But for slow travelers, the benefits make up for the cost. "One of the huge advantages of slow travel is that you actually feel you are traveling," says Dan Kieran, the British writer and champion of slow travel who gave up flying 15 years ago. "You find yourself getting into conversation with people. I went out to Poland last year and found myself giving English lessons to a woman and her 8-year-old daughter."

For devotees, the biggest advantage of leisurely tourism is that slow means green. "Among my friends I find that more and more are limiting themselves to perhaps one flight a year," says Kieran. Europeans in particular are buying into low-carbon holidays; Inntravel, a U.K.-based firm specializing in skiing and cycling holidays, says train journeys are up 50 percent over last year. Canny train operators have quickly figured out how to flaunt their environmental credentials. In France, train travelers who purchase tickets at voyages-sncf.com can now measure their virtue on an "Eco-Gauge." (For the record, a high-speed-train ride between Paris and Marseille will emit 10kg of carbon per passenger, compared with 187kg if traveled by plane and 313kg by car.) "Slow travel is like buying organic food," says John Kester of the World Tourist Organization in Madrid. "You might do it for ideological reasons—or because it tastes better."

But the popularity of fast trains and slow boats doesn't mean air travel is over. In fact, global airline traffic continues to rise steadily at 5 percent a year—a rate that can be attributed in part to the growing numbers of newly affluent fliers flooding the jetways. What's changed is the increased use of charter planes for longer holidays—Abercrombie & Kent now offers a month long tour of Easter Island by private jet—and for travel to villas and second homes. The number of second-home-owning Americans has risen 900 percent over the last two decades. In Europe, cheap air travel has made second-home ownership a positively middle-class phenomenon; 30 percent of Europe's concrete now flows to Spain, a second-home mecca. Residential tourism is by proxy more leisurely—the typical American second-home owner spends 39 nights per year in their vacation place. At more upscale time shares, like the Ritz-Carlton Club, three to six weeks is the minimum buy-in. "There is a growing segment of the population that can spend multiple weeks on holiday, in more and more upscale vacations," notes Paul Chiu, head of Accenture's transportation and travel-service practice.

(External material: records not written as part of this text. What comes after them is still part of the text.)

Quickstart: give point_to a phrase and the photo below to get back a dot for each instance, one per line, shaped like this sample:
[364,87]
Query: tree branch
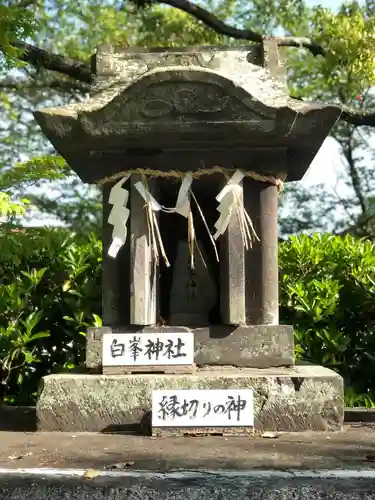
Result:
[55,62]
[81,72]
[358,118]
[225,29]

Indeed, what slow travelers most crave is time. Pauline Kenny, founder of slowtrav.com, which promotes holidays such as Italian-villa stays, says that parking yourself in one place forces you to move at a different speed. "We call it 'concentric circle' travel—you travel in an area that's close to you," she says. "You don't have to spend your vacation following someone else's list, doing a two-hour drive to visit a 'must-see.' There are tons of wonderful villages that no one has ever heard of."

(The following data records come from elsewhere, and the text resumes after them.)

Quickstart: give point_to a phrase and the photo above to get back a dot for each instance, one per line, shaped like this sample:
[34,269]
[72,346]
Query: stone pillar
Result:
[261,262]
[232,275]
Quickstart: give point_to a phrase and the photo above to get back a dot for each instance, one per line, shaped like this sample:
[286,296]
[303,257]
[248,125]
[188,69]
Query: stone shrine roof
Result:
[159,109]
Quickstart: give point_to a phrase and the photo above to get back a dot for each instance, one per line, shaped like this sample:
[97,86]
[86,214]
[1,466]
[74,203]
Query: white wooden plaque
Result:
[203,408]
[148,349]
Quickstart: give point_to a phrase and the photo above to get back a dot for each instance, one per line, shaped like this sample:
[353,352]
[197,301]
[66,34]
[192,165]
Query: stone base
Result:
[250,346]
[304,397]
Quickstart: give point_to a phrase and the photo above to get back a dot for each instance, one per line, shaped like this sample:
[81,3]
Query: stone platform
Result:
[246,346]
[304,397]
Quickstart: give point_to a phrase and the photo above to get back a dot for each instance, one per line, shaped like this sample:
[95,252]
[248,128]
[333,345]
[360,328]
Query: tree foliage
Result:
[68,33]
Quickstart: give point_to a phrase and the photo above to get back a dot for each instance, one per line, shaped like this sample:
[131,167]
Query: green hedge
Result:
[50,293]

They're also a lot more likely to put you in the holiday mood than a 10-day, 10-city tour of the Continent, or a packaged sun-and-sand vacation. Still, it's important to note that slower holidays are primarily a Western phenomenon. While many Americans and Europeans can afford to take their time and plot their own paths, developing-world tourists are still trying to log enough hours and wages to afford the traditional one-week packaged tour. But there are signs that more-leisurely travel is catching on even in emerging markets. Urban Chinese are taking weekend trips to country farms to de-stress. Budget hotel chains catering to the growing number of domestic travelers in India and China are increasingly offering chill-out amenities like spas.